RFR: 7143664: Clean up OrderAccess implementations and usage

Fri Jan 23 01:19:12 UTC 2015

Hi all,

== Summary of Changes ==

This changeset fixes issues in OrderAccess on multiple levels from the 
memory model semantics to compiler reorderings, to addressing 
maintainability/portability issues which (almost) had to be fixed in 
order to fix the correctness issues. It is the result of discussions 
found in the previous "OrderAccess Refactoring" thread: 
http://openjdk.5641.n7.nabble.com/OrderAccess-Refactoring-td212050.html

Bug ID:
https://bugs.openjdk.java.net/browse/JDK-7143664
(updated to reflect these related changes)

Webrev:
http://cr.openjdk.java.net/~dholmes/7143664/webrev/

Before I describe more I would like to give special thanks to David 
Holmes for long discussions leading up to the currently proposed 
changes. I would also like to thank Jesper Wilhelmsson for helping me 
run my changes through JPRT.

== Motivation ==

This change directly fixes a reported OrderAccess bug due to compiler 
reorderings which is still a vulnerability on almost all TSO platforms:
https://bugs.openjdk.java.net/browse/JDK-806196

And directly fixes confusions like release_store() != release() store() 
due to memory model issues previously described in this bug ID.

At the same time it provides clearer design with separation of concerns 
and generalization/specialization, removing a whole bunch of platform 
specific code which could be generalized. The platform specific files 
now only have a few LoC requirements (~7) to conform to the memory model 
by specifying what the stand alone barriers do. Then optionally 
optimizations to the general approach are possible if platforms support 
it. This also makes it much easier to port to new platforms.

== Memory Model ==

The current definitions of acquire/release semantics are a bit fishy 
leading to problems previously described in the bug ID (release_store() 
!= release() store()) and some other correctness issues. It has 
therefore been replaced with a new model. I would like to thank David 
Holmes for the long discussions leading up to the newly proposed model.

The new model is formally defined like this:

// T1: access_shared_data
// T1: ]release
// T1: (...)
// T1: store(X)
//
// T2: load(X)
// T2: (...)
// T2: acquire[
// T2: access_shared_data
//
// It is guaranteed that if T2: load(X) synchronizes with (observes the
// value written by) T1: store(X), then the memory accesses before the
// T1: ]release happen before the memory accesses after the T2: acquire[.

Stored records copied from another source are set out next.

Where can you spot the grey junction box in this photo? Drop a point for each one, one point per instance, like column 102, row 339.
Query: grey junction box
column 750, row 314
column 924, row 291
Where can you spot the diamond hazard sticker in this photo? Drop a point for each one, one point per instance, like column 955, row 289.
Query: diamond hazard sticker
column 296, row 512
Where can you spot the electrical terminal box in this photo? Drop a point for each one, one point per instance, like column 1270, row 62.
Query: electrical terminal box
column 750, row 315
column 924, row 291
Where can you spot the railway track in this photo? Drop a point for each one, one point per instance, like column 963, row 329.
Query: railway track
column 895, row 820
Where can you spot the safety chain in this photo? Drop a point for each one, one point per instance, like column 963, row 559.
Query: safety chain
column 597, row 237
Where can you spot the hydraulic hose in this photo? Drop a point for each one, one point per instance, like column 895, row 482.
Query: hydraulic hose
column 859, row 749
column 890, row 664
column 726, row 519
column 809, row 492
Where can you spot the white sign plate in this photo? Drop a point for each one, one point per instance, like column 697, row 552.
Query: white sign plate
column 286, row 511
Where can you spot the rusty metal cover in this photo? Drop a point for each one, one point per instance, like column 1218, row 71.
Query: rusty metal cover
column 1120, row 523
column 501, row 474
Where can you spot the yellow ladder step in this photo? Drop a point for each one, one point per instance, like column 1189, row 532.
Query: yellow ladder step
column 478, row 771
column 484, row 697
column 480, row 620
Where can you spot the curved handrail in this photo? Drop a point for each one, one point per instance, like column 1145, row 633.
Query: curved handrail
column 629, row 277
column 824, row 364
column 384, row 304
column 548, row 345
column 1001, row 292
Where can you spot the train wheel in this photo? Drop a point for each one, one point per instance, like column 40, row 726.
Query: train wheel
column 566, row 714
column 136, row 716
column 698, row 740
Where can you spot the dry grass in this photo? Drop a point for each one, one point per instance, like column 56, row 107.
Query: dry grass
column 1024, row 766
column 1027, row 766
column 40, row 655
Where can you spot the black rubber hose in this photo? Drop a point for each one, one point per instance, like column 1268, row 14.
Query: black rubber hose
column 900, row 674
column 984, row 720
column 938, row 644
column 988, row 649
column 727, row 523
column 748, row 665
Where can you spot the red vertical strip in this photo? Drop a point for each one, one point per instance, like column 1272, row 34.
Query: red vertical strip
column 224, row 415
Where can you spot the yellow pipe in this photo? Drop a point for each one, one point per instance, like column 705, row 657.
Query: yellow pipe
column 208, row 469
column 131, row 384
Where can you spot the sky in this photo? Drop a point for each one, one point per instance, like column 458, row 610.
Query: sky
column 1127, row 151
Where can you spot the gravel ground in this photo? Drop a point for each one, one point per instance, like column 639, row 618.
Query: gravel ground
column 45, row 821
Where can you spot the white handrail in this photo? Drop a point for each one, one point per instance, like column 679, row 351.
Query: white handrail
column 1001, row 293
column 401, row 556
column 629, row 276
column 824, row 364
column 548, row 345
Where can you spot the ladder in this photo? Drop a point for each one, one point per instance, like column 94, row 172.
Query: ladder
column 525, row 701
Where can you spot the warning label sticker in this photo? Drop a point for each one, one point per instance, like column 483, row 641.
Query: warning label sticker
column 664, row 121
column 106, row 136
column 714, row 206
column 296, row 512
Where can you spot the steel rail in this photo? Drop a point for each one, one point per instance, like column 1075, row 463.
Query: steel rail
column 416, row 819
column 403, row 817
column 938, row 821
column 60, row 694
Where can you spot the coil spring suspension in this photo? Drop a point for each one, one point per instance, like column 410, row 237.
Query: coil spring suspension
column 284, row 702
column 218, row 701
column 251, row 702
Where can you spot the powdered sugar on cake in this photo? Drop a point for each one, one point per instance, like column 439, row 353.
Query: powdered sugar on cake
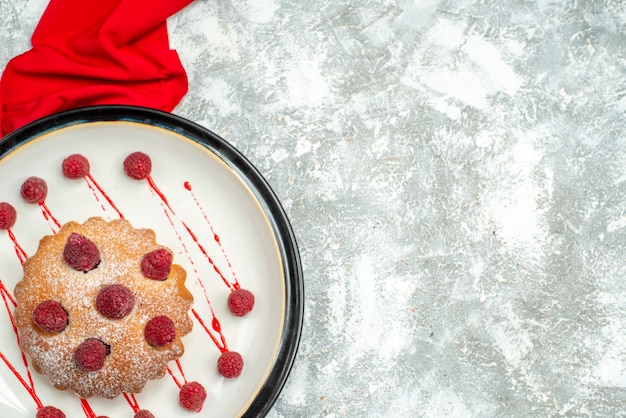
column 131, row 361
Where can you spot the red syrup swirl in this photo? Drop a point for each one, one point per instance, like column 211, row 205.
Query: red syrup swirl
column 182, row 374
column 95, row 189
column 132, row 402
column 30, row 384
column 235, row 283
column 47, row 214
column 221, row 343
column 155, row 189
column 89, row 413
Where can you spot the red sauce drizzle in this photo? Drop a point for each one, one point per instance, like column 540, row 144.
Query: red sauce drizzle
column 47, row 214
column 216, row 326
column 222, row 347
column 19, row 251
column 132, row 402
column 208, row 257
column 87, row 409
column 30, row 385
column 156, row 190
column 235, row 284
column 95, row 187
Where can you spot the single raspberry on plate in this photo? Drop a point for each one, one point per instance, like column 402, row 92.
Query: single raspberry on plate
column 8, row 215
column 240, row 302
column 160, row 331
column 75, row 166
column 115, row 301
column 49, row 412
column 91, row 353
column 138, row 165
column 80, row 253
column 144, row 413
column 192, row 396
column 50, row 316
column 230, row 364
column 34, row 190
column 157, row 264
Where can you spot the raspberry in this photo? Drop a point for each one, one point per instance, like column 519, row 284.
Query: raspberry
column 34, row 190
column 160, row 331
column 192, row 396
column 90, row 354
column 80, row 253
column 138, row 165
column 75, row 166
column 157, row 264
column 49, row 412
column 240, row 302
column 144, row 413
column 115, row 301
column 230, row 364
column 8, row 215
column 50, row 316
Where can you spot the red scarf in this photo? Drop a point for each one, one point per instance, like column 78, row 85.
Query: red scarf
column 92, row 52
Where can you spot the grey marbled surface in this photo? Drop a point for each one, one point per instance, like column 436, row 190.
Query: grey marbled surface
column 455, row 173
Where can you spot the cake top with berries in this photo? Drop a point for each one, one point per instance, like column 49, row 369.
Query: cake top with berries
column 92, row 318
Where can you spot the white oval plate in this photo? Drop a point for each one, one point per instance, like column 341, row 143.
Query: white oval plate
column 200, row 184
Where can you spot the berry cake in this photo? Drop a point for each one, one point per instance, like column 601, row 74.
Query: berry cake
column 101, row 308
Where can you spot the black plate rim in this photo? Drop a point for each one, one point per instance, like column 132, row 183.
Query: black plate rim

The orderAccess.hpp file and bug ID also has a few additional 
explanations making it more intuitive to the user when to use 
acquire/release and the resemblance to TSO abstract machines. Big thanks 
goes to David Holmes for discussing the memory model with me, which 
helped a lot in deriving it.

Now it holds that release() store() == release_store(), and the other 
correctness issues are fixed as well.

The new model is also closer to C++11 definitions which could give us 
more relaxed compiler reordering constraints in the future when compiler 
support for C++11 is there and ready.

== Reliance on C++ Volatile Semantics ==

The C++ standard section 1.9 "Program Execution" is very vague about 
what the keyword volatile can actually do for us. It gives clear 
constraints in terms of volatile-volatile accesses but says little about 
nonvolatile-volatile accesses. Yet the current implementation heavily 
relies upon volatile to in terms of compiler reordering. But GCC 
explicitly declares that volatiles and non-volatiles may reorder freely 
( https://gcc.gnu.org/onlinedocs/gcc/Volatiles.html ). The only compiler 
known to explicitly provide the wanted semantics with volatile is MSVC 
2010 for windows ( 
https://msdn.microsoft.com/en-us/library/12a04hfd(v=vs.100).aspx ). 
Compilers not giving explicit guarantees, must be considered unsafe and 
revert to conservative behaviour.

This was brought to attention after causing bugs, but was only fixed for 
x86 linux. This is a fundamental issue inherent to all TSO platforms 
except windows, and has to be fixed on all of them.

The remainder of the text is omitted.